# Equation of a straight line in terms of slope of the line and Y-intercept

Expressing a linear expression of a straight line in algebraic form in terms of slope of the line and intercept at vertical axis is defined equation of the straight line in terms of slope of the line and y-intercept.

In Geometry, straight lines often pass through the vertical y-axis at intercept in the Cartesian coordinate system. It can be represented by the general form of the equation of the straight line but it is transformed into another form due to the passage of the straight line through the vertical axis at an intercept. Expressing the straight line in terms of slope of the line and Y-intercept has priority than representing these types of straight lines with standard equation of the straight line.

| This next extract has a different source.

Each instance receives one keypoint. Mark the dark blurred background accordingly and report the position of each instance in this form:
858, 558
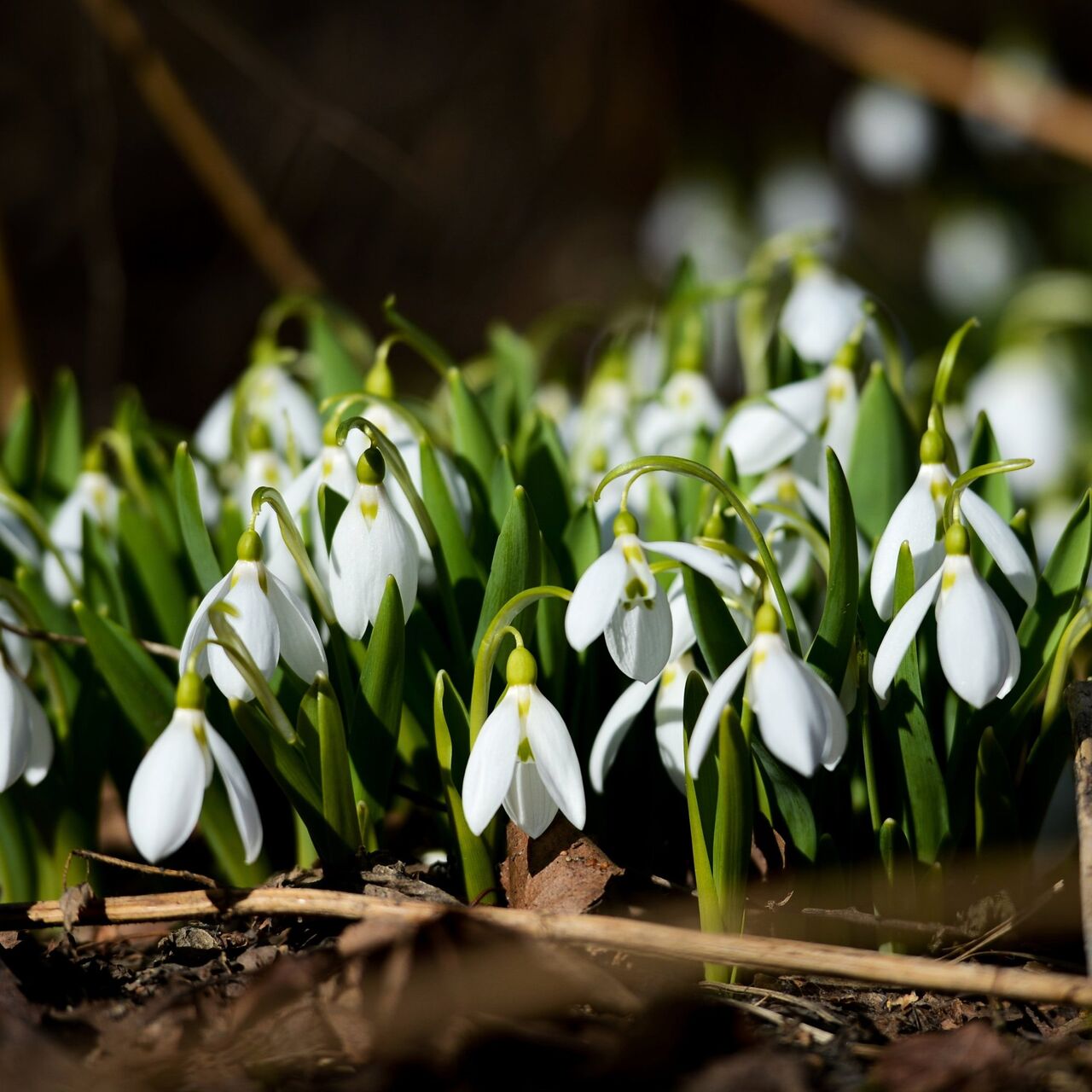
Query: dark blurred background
479, 159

## Geometrical Explanation

Assume

$\stackrel{↔}{AB}$

is a straight line and it passes through the vertical y-axis of the Cartesian coordinate system at a y-intercept by making an angle with horizontal x-axis.

Assume, the straight line

$\stackrel{↔}{AB}$

is intersected with the vertical y-axis at point

$A$

which is a common point of both straight line and y-axis and it is located on y-axis at a vertical distance of

$c$

units. Therefore, the coordinates of the point

$A$

is

$\left(0,c\right)$

. Also assume, the point

$B$

is located at (x, y). Assume the angle made by the straight line

$\stackrel{↔}{AB}$

is theta

$\left(\theta \right)$

. Draw a parallel line from point

$A$

and simultaneously draw perpendicular line from point

$B$

and assume both lines get intersected perpendicularly at a point, assumed to call point

$C$

. Thus, the straight line

$\stackrel{↔}{AB}$

is formed a right angled triangle

$\Delta BAC$

. The angle made by the straight line is exactly equal to the angle of the triangle because, the line segment

$\stackrel{‾}{AC}$

is parallel line to the horizontal x-axis. Therefore,

$\angle BAC=\theta$

.

According to the right angled triangle

$\Delta BAC$

,

• The line segment
$\stackrel{‾}{AB}$

is known hypotenuse of the right angled triangle

$\Delta BAC$

.

• The line segment
$\stackrel{‾}{BC}$

is known opposite side of the right angled triangle

$\Delta BAC$

.

• The line segment
$\stackrel{‾}{AC}$

is known adjacent side of the right angled triangle

$\Delta BAC$

.

$tan\theta =\frac{BC}{AC}$

The length of the opposite side is

$BC=OB–OC=y–c$

The length of the adjacent side is

$AC=x$

$⇒tan\theta =\frac{BC}{AC}=\frac{y–c}{x}$

As per the principle of slope of the straight line, the slope of the straight line is written in mathematical form as given here.

$m=tan\theta$

Now replace

$tan\theta$

with its geometrical value.

$⇒m=\frac{y–c}{x}$

$⇒mx=y–c$

$⇒mx+c=y$

$⇒y=mx+c$

It is the required linear algebraic expression which represents a straight line having slope and passes through the vertical y-axis at an intercept.